Data Sources
Integrate existing content seamlessly with branchly using various data sources. Presently, we support integration through a website crawler, file upload, openAPI specification, and MySQL/Postgres databases. We are expanding our data source offerings, so if you require a particular source, please reach out to us.
Shared Settings
For all data sources except for File Upload (if you do not link a document), you can specify a Schedule, when this data source should update your content in the background.

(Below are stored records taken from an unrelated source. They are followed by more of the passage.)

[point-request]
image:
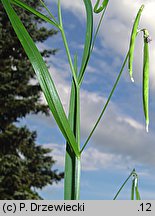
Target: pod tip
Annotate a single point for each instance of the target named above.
(132, 79)
(147, 127)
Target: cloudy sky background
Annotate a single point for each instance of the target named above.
(120, 142)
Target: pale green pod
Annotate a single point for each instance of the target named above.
(146, 77)
(98, 9)
(132, 41)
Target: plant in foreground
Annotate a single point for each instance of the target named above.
(70, 126)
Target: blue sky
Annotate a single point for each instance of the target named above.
(120, 142)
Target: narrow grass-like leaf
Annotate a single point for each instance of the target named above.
(32, 10)
(43, 76)
(137, 193)
(88, 39)
(132, 42)
(98, 9)
(123, 185)
(133, 189)
(106, 104)
(48, 11)
(146, 78)
(70, 187)
(98, 27)
(66, 44)
(70, 157)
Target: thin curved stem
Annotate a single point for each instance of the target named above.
(105, 106)
(133, 171)
(66, 44)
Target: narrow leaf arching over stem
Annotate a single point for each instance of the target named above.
(98, 9)
(132, 42)
(146, 77)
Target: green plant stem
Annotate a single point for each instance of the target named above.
(66, 44)
(97, 30)
(72, 163)
(105, 106)
(78, 160)
(78, 175)
(124, 184)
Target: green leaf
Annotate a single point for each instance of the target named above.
(133, 189)
(132, 41)
(98, 9)
(70, 158)
(123, 185)
(88, 39)
(146, 77)
(43, 76)
(30, 9)
(137, 193)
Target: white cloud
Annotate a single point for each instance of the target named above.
(118, 134)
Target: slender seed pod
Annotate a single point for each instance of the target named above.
(99, 9)
(146, 77)
(132, 41)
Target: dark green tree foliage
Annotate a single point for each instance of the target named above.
(24, 166)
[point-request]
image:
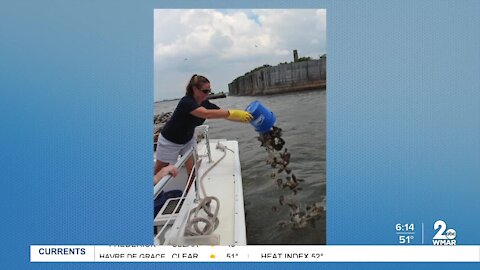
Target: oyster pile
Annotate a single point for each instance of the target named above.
(285, 179)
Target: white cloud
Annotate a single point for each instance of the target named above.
(225, 44)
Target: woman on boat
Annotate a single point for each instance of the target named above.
(177, 137)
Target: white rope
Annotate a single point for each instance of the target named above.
(211, 221)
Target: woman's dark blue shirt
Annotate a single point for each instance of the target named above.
(181, 126)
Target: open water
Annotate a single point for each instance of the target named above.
(302, 116)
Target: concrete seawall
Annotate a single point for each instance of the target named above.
(295, 76)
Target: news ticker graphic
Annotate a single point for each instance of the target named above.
(47, 253)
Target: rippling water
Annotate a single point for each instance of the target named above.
(303, 120)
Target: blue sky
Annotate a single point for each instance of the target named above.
(224, 44)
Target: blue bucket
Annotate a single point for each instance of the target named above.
(263, 118)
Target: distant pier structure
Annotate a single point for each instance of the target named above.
(302, 74)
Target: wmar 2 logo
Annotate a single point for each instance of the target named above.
(444, 236)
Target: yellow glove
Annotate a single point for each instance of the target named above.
(239, 115)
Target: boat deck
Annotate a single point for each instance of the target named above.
(223, 181)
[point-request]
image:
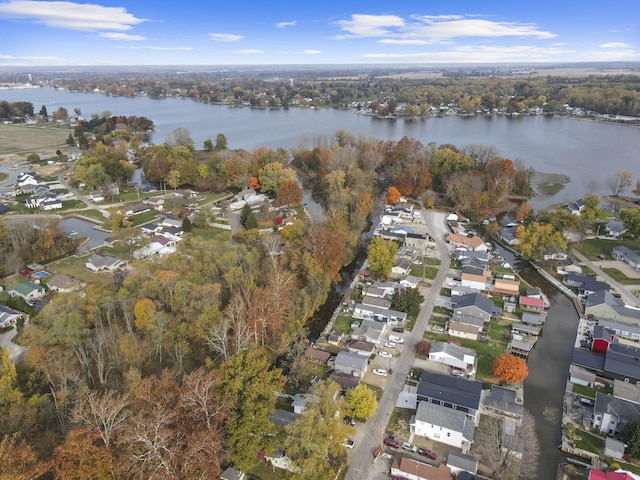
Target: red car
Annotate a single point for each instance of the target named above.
(392, 442)
(427, 453)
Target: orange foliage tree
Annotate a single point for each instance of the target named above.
(510, 369)
(393, 195)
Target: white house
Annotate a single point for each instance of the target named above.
(445, 425)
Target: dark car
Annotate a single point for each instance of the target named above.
(392, 442)
(427, 453)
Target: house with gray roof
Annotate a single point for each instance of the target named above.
(28, 291)
(604, 305)
(352, 364)
(474, 305)
(611, 413)
(453, 355)
(452, 392)
(445, 425)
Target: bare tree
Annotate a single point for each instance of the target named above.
(104, 413)
(619, 182)
(509, 450)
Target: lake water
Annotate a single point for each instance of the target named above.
(585, 151)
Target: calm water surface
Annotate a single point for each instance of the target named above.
(583, 150)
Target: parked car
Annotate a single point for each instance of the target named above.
(409, 446)
(427, 453)
(392, 442)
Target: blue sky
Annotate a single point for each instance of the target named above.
(241, 32)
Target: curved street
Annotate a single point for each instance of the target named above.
(371, 434)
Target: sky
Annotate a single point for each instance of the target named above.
(242, 32)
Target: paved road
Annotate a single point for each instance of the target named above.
(371, 434)
(623, 290)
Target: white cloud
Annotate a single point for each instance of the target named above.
(370, 25)
(149, 47)
(70, 15)
(122, 36)
(614, 45)
(248, 51)
(397, 41)
(293, 23)
(473, 53)
(435, 28)
(225, 37)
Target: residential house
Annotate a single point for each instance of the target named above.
(361, 347)
(473, 305)
(604, 305)
(352, 364)
(611, 413)
(459, 462)
(99, 263)
(453, 355)
(232, 473)
(28, 291)
(402, 266)
(506, 288)
(64, 283)
(456, 393)
(628, 256)
(410, 469)
(409, 281)
(531, 303)
(392, 317)
(615, 229)
(9, 317)
(445, 425)
(479, 283)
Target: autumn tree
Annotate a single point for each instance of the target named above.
(500, 446)
(538, 239)
(249, 383)
(382, 255)
(509, 368)
(362, 402)
(619, 182)
(315, 442)
(393, 195)
(289, 193)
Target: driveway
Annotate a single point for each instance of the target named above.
(371, 434)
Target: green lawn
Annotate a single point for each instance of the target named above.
(618, 276)
(589, 442)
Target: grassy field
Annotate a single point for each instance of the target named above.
(20, 138)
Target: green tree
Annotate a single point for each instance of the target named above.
(315, 442)
(249, 383)
(538, 239)
(631, 219)
(248, 219)
(221, 142)
(362, 402)
(382, 255)
(407, 300)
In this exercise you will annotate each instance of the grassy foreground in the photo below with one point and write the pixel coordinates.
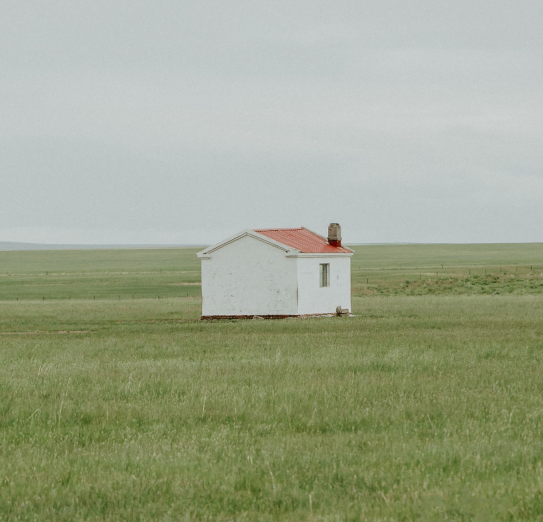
(419, 408)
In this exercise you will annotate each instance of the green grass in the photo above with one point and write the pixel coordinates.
(421, 407)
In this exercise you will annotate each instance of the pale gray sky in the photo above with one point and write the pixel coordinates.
(185, 121)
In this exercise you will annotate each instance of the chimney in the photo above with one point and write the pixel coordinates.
(334, 234)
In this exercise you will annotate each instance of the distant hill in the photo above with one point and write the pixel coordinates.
(10, 246)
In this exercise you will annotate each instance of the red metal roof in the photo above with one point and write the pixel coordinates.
(303, 240)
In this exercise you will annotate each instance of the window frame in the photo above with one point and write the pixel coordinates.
(324, 275)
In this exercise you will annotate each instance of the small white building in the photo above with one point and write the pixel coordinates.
(276, 272)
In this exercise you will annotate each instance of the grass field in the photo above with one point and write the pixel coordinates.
(117, 403)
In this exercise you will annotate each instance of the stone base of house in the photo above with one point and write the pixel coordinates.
(219, 317)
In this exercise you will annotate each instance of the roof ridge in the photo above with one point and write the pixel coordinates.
(292, 228)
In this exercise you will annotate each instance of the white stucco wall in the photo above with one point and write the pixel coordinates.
(249, 277)
(312, 299)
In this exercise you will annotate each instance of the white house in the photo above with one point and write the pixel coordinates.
(276, 272)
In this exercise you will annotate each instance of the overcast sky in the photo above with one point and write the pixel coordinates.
(186, 121)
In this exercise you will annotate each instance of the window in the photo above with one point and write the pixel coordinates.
(325, 274)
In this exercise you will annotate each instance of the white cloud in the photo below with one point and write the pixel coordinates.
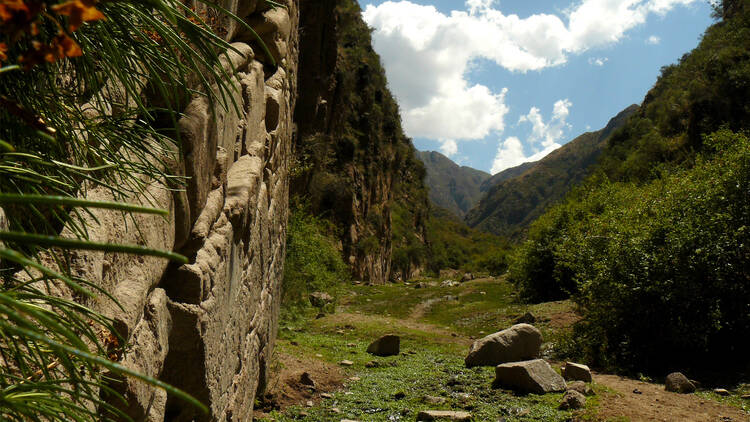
(449, 148)
(544, 137)
(427, 54)
(598, 61)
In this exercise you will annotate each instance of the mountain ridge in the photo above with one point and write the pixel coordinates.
(509, 206)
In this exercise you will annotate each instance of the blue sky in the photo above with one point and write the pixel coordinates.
(495, 83)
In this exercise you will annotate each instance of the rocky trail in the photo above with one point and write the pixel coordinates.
(322, 370)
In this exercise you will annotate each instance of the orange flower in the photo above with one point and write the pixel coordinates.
(10, 8)
(62, 46)
(78, 12)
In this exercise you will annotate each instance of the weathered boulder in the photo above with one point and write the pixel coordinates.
(306, 379)
(576, 372)
(573, 400)
(434, 400)
(678, 383)
(581, 387)
(320, 299)
(443, 415)
(531, 376)
(527, 318)
(388, 345)
(517, 343)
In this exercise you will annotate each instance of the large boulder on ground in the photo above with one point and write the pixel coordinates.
(581, 387)
(573, 400)
(443, 415)
(527, 318)
(576, 372)
(320, 299)
(388, 345)
(678, 383)
(531, 376)
(517, 343)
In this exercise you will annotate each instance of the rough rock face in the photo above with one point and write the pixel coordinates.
(576, 372)
(519, 342)
(388, 345)
(678, 383)
(208, 327)
(531, 376)
(352, 159)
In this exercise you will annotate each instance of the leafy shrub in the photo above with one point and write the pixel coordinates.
(313, 261)
(661, 271)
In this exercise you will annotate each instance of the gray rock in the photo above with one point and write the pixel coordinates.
(517, 343)
(320, 299)
(573, 400)
(443, 415)
(434, 400)
(531, 376)
(387, 345)
(527, 318)
(678, 383)
(576, 372)
(306, 379)
(581, 387)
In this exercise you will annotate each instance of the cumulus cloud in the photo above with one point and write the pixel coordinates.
(598, 61)
(427, 54)
(448, 147)
(544, 137)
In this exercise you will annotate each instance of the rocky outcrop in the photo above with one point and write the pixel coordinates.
(531, 376)
(678, 383)
(519, 342)
(388, 345)
(353, 162)
(208, 327)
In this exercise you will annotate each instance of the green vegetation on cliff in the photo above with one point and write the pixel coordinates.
(655, 246)
(453, 187)
(353, 161)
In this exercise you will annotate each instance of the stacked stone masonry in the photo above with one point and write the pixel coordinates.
(208, 327)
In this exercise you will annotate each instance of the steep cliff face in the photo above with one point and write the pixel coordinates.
(208, 327)
(351, 156)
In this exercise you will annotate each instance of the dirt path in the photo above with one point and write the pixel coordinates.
(655, 404)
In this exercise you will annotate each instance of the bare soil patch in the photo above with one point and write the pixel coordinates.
(284, 387)
(655, 404)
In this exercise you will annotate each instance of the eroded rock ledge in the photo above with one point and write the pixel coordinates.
(208, 327)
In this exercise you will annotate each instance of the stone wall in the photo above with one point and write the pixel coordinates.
(208, 327)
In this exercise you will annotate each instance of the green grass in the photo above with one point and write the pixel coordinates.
(432, 360)
(473, 314)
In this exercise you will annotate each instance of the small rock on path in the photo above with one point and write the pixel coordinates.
(443, 415)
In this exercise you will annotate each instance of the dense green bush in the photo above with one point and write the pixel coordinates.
(313, 261)
(661, 272)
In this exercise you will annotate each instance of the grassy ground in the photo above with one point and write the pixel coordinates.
(433, 346)
(437, 325)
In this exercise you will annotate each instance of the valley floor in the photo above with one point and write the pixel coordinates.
(437, 324)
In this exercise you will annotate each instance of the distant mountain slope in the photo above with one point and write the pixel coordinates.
(453, 187)
(505, 175)
(512, 204)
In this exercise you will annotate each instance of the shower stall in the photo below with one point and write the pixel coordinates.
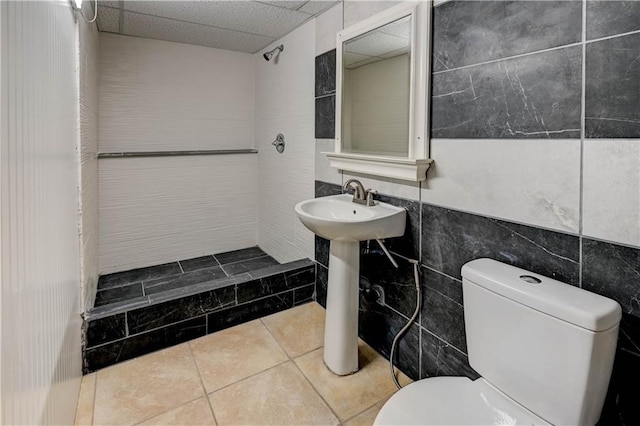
(195, 227)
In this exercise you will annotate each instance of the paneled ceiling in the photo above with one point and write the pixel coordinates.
(240, 25)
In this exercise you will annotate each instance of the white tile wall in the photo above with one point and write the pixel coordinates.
(88, 74)
(530, 181)
(285, 104)
(611, 202)
(162, 209)
(39, 248)
(157, 95)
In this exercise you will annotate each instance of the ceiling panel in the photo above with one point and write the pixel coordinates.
(108, 19)
(247, 16)
(285, 3)
(316, 7)
(241, 25)
(140, 25)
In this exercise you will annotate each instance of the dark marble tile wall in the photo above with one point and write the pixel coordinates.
(379, 324)
(534, 96)
(611, 17)
(614, 271)
(451, 238)
(325, 117)
(436, 343)
(612, 93)
(513, 69)
(117, 332)
(325, 89)
(471, 32)
(326, 73)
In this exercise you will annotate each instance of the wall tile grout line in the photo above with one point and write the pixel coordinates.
(522, 55)
(582, 137)
(595, 40)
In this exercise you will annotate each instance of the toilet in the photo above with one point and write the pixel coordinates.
(544, 350)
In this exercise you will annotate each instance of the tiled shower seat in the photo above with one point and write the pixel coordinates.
(143, 310)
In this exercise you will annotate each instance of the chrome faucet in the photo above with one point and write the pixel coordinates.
(360, 196)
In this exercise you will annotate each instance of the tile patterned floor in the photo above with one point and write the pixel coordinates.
(264, 372)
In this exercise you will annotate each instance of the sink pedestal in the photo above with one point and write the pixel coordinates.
(341, 326)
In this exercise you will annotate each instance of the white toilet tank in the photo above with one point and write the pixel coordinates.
(546, 344)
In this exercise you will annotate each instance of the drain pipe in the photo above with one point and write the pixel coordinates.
(416, 278)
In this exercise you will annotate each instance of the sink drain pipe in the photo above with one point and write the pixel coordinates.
(416, 278)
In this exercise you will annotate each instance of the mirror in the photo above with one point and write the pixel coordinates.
(376, 78)
(383, 64)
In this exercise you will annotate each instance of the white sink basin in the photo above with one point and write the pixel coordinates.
(345, 223)
(338, 218)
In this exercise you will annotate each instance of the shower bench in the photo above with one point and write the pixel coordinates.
(162, 306)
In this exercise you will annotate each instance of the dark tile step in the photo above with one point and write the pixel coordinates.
(138, 275)
(183, 280)
(118, 294)
(127, 329)
(239, 255)
(249, 265)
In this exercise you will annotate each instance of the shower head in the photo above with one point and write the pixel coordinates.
(268, 55)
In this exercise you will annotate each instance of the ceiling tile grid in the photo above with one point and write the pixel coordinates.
(240, 25)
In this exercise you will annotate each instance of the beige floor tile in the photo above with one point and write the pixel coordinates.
(84, 410)
(145, 387)
(279, 396)
(298, 330)
(350, 395)
(227, 356)
(195, 412)
(366, 418)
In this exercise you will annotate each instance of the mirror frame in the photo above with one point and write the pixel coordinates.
(414, 166)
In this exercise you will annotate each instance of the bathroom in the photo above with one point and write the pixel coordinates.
(534, 133)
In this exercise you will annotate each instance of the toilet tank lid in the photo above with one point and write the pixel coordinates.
(563, 301)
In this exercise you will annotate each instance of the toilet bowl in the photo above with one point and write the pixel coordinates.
(453, 401)
(544, 350)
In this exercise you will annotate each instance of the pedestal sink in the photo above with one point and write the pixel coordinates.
(345, 223)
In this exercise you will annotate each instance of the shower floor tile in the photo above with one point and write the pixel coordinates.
(282, 382)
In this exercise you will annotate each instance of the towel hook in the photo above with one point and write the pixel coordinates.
(279, 143)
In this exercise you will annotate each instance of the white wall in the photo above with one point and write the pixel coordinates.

- Schedule: Enter a valid cron expression. Based on the schedule, the webcrawler is run automatically and updates or creates new nodes. Use a service like https://crontab.guru/ to generate a cron expression for your data source. Please note that the minimum time between schedules needs to be 60 Minutes.
Website Crawler
The Website Crawler starts with the URLs, finds links to other pages, and recursively crawls those pages, too, as long as their URL is under the start URL. For example, if you enter the start URL https://example.com/blog/, the crawler will crawl pages like https://example.com/blog/article-1 or https://example.com/blog/section/article-2, but will skip pages like https://example.com/docs/something-else. Using the option Split Documents, we can try to identify the semantic structure of the website using its heading and create multiple Nodes for you. The results of this depend on the semantic quality of your website.
Configuration Options
-
Split documents: We can try to identify the semantic structure of your website and create multiple Nodes for you based on the HTML headings (
h1,h2, etc.) of your page. This setting is helpful when crawling technical documentation or long pages of text. -
Crawler Type: Choose between
Adaptive(default),CheerioandPlaywright. We recommend using theAdaptivetype if you start out, as it can handle Javascript and switches dynamically http requests and executing javascript. -
Actor: For users only the
Website Content Crawleris available. For special use cases, we can build a custom crawler. -
Include URL Globs: Glob patterns matching URLs of pages that will be included in crawling. Setting this option will disable the default Start URLs based scoping Note that this affects only links found on pages.
Example:
start_urls: ["example.com/test"], include_url_globs = ["example.com/test/**", "example.com/test-2/**"]In this case also urls that are found onexample.com/testthat start withexample.com/test-2/are included in the results. This is beneficial if the structure of your website is not hierarchical. -
Exclude URL Globs: Glob patterns matching URLs of pages that will be excluded from crawling. Note that this affects only links found on pages, but not Start URLs, which are always crawled. Example:
start_urls: ["example.com"], exclude_url_globs = ["example.com/impressum"]Here, the specific urlexample.com/impressumis excluded from the results, although it would fit into the results according to thestart_urls. -
Ignore Errors: Select this if your language code is not set correctly and you want to ignore any errors (status code, language code, etc.)
-
Remove HTML Elements: Define HTML elements via their CSS selectors to remove from processing. We have pre-configured the most common elements, such as nav, header and footer. Must be provided as a comma-separated list. Do not escape custom attributes such as
div[my-custom-attribute="hello"]as this is done by the system. You can use the browser tools and the browser console with methoddocument.querySelectorAll()to identify the CSS selectors. Here, you may not to escape special characters. -
Filters: Define Page Metadata filter criteriums. We currently allow for fields to be filtered:
modified_time,published_timeby amax_age_daysvalue (e.g. pages that were updated over a year ago). -
Custom Tags: List of Tags that are shown for each search result when searching using the Search Interface or Navigator. All web pages that are crawled using this data source will have set a
tagsarray inside thecustom_metadata(i.e. the tags are shared among all web pages from this Data Source).
File Upload
We currently support reading in PDF and CSV files. Using the option Split Documents, we can try to identify the semantic structure of the PDFs and create multiple Nodes for you. As PDFs are inherently unstructured, the results of this depend on your input documents. We infer the language/locale of the documents. The maximum upload size is 20MB.
Webhooks
branchly supports Webhooks so that you can push knowledge base items (articles, web pages, e.g.) directly from your system (e.g. CMS, shop system, or database) to our platform.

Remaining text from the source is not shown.